Many billionaires and millionaires keep a collection of flashy sports cars and vintage models in their garages, but Buffett allegedly prefers fixed-up automobiles that he can acquire at reduced prices.

He upgraded from his 2006 Cadillac DTS to a Cadillac XTS for just $45,000 in 2014. “The truth is, I only drive about 3,500 miles a year, so I will buy a new car very infrequently,” he told Forbes.

Whether you opt for a brand-new car or a slightly used model, emulate Buffett by spending within your limit. That means you won’t want to go for the first loan you spot and should look around for better deals. A good habit is to do a quick check of auto insurance rates every six months.

  1. He doesn’t splurge on brands

Buffett doesn’t much care for designer suits or the latest iPhone model — he relied on his $20 flip-phone for years before swapping it out for the Apple smartphone in 2020.

Buffett avoids unnecessary spending and once said, “Do not save what is left after spending, but spend what is left after saving.”

Park your funds in a high-yield savings account or in a diversified investing portfolio so the money can grow over time. Set aside your extra cash for an emergency fund or retirement instead of blowing it all on nonessential purchases.

  1. He doesn’t invest with borrowed money (anymore)

“I’ve never borrowed a significant amount of money in my life. Never. Never will. I’ve got no interest in it,” he told students at Notre Dame in 1991.

Although a young Buffett once borrowed 25% of his net wealth to buy shares, he warns investors against repeating the same mistake.

Even skilled stock traders will tell you borrowing to invest can be risky. And there’s no real need with investing apps that allow you to start with a small amount of money, like one that lets you invest your “spare change”.

  1. He does what he loves

Buffett credits some of his success to his passion for investing. “You have to love something to do well at it,” he says, urging people to take the jobs they love, instead of positions that look good on your resume.

Even if you can’t quit your full-time job to focus on the things you truly enjoy, you can certainly find the time for some affordable hobbies. Buffett himself enjoys card games and playing the ukulele.

And if you’re looking for a way to boost your income, capitalize on your skills and hobbies and set up your own side hustle.

  1. He finds creative ways to save

When Buffett’s first child was born, he converted a dresser drawer into a bassinet.

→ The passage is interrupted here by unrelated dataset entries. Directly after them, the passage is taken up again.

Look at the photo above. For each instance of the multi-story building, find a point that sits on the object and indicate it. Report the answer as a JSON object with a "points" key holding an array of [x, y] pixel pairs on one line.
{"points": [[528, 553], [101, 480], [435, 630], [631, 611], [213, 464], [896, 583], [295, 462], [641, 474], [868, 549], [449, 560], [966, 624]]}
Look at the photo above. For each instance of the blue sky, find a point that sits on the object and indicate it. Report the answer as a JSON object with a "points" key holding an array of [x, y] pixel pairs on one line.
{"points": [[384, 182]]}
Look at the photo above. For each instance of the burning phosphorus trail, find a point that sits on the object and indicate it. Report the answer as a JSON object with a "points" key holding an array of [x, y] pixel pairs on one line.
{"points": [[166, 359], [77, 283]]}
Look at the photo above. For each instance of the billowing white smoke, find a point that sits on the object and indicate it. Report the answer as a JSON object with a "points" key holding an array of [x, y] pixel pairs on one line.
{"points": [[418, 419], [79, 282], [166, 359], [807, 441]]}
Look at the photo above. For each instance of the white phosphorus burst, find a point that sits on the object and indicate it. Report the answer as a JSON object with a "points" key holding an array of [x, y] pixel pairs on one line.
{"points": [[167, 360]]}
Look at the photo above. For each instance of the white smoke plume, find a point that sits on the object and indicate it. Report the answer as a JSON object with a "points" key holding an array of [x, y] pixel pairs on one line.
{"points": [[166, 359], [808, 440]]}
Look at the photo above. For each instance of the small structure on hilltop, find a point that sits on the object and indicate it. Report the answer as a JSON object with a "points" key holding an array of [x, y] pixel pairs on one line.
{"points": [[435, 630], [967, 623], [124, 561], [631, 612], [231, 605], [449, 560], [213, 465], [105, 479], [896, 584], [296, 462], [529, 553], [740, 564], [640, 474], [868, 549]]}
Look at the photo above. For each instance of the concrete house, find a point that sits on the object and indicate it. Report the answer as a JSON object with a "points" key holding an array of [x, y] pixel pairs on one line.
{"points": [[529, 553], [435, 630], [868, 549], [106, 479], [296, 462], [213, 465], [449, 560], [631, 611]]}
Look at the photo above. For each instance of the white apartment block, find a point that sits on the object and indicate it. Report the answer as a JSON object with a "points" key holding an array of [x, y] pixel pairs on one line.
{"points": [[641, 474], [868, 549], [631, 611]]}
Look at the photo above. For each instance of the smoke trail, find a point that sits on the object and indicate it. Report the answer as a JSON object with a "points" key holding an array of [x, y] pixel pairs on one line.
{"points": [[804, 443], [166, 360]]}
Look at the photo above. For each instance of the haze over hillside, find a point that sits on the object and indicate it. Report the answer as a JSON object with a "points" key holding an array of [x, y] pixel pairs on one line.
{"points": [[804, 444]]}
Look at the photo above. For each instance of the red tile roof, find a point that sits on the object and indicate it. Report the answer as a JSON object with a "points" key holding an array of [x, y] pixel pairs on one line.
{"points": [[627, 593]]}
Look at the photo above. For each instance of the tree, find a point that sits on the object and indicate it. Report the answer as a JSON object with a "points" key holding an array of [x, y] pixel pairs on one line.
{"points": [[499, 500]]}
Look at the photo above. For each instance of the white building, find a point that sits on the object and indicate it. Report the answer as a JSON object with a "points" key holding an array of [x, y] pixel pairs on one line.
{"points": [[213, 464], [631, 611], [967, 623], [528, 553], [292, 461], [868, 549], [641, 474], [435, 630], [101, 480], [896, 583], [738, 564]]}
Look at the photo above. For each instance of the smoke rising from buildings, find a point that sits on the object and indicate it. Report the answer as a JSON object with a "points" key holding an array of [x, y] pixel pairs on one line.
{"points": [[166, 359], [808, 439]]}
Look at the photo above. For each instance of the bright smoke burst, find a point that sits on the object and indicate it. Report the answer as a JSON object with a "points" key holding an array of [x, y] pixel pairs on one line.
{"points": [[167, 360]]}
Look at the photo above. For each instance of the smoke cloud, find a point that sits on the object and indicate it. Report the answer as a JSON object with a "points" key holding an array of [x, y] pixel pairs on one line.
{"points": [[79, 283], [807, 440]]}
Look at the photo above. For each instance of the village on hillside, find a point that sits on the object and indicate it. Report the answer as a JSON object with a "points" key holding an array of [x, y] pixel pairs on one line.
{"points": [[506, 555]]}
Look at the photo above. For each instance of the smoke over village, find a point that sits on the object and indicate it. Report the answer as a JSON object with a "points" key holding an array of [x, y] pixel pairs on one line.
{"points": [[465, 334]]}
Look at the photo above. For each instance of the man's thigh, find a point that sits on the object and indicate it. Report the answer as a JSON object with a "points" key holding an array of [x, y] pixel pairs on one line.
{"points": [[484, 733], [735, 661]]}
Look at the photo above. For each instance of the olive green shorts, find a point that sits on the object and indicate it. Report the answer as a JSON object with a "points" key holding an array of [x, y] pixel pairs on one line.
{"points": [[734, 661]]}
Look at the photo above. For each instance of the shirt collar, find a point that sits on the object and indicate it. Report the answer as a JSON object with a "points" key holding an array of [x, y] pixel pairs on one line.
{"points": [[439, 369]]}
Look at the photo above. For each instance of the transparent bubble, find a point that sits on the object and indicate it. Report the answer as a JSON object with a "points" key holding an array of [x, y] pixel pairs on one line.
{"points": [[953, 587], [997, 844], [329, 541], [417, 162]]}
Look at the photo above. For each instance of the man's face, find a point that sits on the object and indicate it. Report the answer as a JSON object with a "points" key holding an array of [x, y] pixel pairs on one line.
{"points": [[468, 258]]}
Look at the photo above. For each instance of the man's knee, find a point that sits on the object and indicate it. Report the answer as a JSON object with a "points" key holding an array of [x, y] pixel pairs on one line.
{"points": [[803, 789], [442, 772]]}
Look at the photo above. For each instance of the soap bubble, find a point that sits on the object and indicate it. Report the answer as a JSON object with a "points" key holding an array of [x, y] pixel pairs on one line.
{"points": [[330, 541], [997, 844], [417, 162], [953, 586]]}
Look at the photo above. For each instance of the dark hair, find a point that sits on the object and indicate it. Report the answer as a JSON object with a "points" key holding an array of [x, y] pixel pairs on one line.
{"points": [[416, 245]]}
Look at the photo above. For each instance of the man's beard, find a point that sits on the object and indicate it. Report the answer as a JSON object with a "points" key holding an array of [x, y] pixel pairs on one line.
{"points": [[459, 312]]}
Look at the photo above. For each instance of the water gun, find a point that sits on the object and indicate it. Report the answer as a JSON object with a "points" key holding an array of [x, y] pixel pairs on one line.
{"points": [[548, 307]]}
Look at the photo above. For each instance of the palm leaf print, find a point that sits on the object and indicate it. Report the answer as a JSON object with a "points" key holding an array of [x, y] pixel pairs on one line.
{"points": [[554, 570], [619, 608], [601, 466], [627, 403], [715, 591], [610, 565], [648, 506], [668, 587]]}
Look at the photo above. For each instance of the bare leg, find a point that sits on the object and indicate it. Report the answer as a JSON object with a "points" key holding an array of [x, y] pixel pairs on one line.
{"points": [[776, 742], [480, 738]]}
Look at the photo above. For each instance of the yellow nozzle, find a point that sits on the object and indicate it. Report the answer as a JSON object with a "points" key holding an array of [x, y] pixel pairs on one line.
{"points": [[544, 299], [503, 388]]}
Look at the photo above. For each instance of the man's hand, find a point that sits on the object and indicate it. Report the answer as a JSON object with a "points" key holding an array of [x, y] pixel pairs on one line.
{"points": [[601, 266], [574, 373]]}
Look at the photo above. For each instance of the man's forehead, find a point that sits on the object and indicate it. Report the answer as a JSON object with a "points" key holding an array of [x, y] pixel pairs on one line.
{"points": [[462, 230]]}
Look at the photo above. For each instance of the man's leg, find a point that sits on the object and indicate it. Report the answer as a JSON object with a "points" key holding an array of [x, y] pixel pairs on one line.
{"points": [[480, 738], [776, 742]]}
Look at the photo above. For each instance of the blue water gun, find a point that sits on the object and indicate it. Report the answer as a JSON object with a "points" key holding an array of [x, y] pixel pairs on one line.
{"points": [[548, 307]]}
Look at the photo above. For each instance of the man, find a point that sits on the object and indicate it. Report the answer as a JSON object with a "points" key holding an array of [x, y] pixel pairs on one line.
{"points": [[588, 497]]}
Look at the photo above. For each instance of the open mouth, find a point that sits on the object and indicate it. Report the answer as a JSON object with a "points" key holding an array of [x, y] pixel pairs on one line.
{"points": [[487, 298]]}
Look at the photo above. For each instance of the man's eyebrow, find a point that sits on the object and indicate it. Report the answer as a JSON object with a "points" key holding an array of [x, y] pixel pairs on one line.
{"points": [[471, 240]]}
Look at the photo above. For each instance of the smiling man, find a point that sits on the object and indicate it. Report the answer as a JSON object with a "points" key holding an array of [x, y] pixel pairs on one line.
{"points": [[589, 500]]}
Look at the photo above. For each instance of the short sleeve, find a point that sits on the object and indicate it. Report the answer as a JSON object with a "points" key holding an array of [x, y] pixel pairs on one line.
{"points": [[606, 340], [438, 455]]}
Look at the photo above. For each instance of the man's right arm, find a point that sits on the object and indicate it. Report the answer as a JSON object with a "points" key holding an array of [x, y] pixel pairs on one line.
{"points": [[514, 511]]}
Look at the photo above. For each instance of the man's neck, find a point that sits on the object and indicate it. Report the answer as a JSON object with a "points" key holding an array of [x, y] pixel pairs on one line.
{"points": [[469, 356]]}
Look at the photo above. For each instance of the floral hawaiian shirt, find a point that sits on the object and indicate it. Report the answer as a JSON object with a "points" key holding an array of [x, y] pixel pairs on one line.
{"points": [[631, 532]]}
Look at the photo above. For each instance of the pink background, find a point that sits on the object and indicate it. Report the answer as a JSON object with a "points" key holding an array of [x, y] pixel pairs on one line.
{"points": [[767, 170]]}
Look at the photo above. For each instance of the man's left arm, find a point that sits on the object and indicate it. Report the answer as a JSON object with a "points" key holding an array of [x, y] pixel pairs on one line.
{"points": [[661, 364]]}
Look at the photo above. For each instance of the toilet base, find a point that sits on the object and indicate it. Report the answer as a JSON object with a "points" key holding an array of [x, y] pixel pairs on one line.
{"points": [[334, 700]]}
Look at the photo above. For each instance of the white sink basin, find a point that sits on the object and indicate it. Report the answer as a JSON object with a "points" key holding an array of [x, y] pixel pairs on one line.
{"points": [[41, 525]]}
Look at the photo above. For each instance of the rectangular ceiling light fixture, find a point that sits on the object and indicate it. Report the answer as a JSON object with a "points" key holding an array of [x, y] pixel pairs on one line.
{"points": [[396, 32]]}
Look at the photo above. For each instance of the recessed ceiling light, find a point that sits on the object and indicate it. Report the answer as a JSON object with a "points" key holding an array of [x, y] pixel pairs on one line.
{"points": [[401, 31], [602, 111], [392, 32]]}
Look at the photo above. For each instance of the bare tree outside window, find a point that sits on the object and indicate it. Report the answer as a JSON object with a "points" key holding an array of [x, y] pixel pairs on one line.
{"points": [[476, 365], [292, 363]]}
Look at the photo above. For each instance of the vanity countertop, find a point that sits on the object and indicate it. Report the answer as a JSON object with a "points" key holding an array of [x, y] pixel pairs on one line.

For his second, he borrowed a crib.

“If you buy things you don’t need, you will soon sell things you need,” the billionaire says.

Take a good, hard look at your finances and figure out where you can cut down on. Get yourself a library card and borrow books and movies instead of purchasing them. Or try a budgeting app to monitor your spending habits.

  1. He uses cash, not credit

While most of us prefer the convenience of a credit card for our everyday purchases, Buffett uses hard cash.

He told Yahoo Finance Editor-in-Chief Andy Serwer in 2019 that he uses cash “98% of the time. If I’m in a restaurant, I’ll always pay cash. It’s just easier.” While the method may sound a bit old school, relying less on your credit card can help prevent spending money you don’t have.